Fidel notes that at Washington State University (WSU), squamous cell carcinomas are most commonly treated. For eyelid squamous cell carcinomas, radiation therapy works quite well, as opposed to genital squamous cell carcinomas that are harder to treat, though it is possible.

Officials at WSU do a novel protocol compared with other facilities. Horses are treated twice a day. "Radiation therapy works very well," says Fidel, "and I often think it's sort of foolish that people don't consider the option a little sooner. Some horses have had a variety of treatments, each of which last only for a short time. But a horse is going to live for 20 years, so why don't you cure the problem with radiation therapy?"
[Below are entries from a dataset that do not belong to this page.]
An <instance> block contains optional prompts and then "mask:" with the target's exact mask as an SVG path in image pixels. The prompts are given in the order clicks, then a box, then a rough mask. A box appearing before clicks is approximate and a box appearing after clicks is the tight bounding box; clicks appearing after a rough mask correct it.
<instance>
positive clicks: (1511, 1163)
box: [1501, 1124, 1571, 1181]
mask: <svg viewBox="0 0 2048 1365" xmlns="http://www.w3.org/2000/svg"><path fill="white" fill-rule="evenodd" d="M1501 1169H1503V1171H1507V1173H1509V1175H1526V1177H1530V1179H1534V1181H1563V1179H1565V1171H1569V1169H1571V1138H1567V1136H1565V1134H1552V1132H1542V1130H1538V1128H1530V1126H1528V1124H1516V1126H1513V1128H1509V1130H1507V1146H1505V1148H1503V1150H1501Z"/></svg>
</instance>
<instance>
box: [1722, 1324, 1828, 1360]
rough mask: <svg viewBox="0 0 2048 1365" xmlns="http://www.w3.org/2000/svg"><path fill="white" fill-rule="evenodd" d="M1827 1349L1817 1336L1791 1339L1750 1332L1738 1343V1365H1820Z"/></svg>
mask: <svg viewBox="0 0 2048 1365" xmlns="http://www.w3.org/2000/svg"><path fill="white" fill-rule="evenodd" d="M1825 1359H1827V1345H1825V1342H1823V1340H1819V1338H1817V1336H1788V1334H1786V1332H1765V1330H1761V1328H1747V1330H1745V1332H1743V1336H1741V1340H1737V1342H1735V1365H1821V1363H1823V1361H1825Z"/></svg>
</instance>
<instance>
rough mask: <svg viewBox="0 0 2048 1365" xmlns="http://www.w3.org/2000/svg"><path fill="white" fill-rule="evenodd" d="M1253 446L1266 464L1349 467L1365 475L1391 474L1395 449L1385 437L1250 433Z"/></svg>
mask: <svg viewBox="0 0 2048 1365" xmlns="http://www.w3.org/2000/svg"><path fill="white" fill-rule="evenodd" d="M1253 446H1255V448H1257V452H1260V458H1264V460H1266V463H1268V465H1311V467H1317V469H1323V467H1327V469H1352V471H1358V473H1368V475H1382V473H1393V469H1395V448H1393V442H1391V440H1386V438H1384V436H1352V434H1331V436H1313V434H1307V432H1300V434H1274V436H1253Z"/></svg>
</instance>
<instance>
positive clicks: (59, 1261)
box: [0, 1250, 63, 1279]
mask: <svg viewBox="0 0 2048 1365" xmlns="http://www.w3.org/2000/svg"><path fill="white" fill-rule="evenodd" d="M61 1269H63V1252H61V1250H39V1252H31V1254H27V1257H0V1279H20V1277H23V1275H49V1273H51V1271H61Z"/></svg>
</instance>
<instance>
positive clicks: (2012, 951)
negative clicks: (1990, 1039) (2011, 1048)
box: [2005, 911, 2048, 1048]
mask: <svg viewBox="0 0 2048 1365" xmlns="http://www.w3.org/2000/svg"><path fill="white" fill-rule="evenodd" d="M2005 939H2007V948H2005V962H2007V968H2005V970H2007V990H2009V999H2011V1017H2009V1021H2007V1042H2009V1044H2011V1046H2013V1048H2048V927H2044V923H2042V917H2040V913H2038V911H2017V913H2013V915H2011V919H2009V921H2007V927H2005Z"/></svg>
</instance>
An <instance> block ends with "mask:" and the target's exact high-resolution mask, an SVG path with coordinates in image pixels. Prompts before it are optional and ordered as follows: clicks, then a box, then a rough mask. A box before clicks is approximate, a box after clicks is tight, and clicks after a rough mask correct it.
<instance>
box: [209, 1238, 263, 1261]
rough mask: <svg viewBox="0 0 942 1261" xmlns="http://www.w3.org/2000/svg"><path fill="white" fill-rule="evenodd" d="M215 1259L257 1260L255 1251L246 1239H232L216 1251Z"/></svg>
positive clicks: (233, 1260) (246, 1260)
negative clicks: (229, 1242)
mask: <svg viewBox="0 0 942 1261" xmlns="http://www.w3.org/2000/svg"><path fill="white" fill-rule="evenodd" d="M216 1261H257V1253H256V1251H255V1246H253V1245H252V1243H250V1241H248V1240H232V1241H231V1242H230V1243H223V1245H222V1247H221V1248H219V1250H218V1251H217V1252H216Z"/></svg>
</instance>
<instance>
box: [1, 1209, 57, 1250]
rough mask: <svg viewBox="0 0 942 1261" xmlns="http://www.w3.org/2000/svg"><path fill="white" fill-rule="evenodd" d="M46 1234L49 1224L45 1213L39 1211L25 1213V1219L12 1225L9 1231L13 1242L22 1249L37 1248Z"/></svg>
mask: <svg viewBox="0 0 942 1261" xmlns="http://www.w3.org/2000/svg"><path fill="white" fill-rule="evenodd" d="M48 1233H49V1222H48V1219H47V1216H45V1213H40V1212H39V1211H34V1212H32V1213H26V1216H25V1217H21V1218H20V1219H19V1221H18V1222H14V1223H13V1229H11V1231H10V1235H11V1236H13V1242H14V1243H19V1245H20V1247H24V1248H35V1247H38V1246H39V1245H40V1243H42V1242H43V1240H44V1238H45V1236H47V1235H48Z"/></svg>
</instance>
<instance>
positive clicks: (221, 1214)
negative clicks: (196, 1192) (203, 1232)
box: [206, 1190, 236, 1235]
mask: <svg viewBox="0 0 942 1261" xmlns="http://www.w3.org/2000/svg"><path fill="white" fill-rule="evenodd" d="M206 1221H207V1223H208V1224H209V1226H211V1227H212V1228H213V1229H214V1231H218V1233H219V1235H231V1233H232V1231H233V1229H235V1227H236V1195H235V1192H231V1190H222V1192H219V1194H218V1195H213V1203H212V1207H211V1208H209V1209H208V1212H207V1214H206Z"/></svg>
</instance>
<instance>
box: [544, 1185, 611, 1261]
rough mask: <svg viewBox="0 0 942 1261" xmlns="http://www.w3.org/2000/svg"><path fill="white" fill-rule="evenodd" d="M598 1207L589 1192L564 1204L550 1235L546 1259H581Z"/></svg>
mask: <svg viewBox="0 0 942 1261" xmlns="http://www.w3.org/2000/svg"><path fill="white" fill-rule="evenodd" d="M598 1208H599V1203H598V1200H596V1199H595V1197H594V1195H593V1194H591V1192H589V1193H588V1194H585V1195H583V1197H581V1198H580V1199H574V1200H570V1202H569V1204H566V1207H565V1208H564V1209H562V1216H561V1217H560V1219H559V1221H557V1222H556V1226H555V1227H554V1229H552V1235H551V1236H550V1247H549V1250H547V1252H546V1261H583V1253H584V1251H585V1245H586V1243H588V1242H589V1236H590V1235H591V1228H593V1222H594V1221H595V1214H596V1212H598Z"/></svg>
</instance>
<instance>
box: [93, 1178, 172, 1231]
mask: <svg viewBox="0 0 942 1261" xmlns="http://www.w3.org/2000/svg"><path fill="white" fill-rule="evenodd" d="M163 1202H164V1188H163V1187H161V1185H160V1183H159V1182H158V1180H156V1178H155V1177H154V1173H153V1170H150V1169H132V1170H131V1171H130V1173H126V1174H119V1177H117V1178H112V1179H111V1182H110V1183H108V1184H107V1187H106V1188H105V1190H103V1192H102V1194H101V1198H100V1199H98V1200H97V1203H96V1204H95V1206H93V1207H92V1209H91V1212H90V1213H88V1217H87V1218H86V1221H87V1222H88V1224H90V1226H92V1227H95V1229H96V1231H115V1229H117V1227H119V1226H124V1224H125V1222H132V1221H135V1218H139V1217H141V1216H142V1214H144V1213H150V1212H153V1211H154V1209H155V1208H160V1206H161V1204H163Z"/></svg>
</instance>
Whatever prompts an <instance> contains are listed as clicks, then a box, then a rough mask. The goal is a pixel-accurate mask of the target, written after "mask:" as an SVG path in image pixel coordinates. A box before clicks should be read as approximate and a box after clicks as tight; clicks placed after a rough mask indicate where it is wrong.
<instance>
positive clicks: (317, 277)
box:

Regardless of success rates, there are limitations, especially dictated by cost and the small number of available treatment centers with proper radiation therapy equipment. There are only six locations across the country where practitioners can send their patients for radiation therapy. Keeping a copy of the contact information for those equine radiation therapy centers is key.

"As an oncologist, we always tell people to just call and we'll discuss the case and let them know the feasibility of doing the procedure," says Fidel. "If you think you have a horse that's a candidate for radiation therapy, you should not only talk to one of the radiation therapy facilities, but also send photographs and digital images of the tumor area to assist the radiation oncologist in making the proper determination. Almost immediately, we can give an idea of whether it's treatable and what side effects there may be, etc."

At WSU, oncologists consult with surgeons because not every eyelid squamous cell carcinoma is a good candidate. "If it's a fairly localized tumor, the horse has a fair amount of value and the horse is going to live several more years, (owners) should seriously consider the treatment," Fidel says. "It's curative. It makes the horse not just better for a short while—it can cure the horse."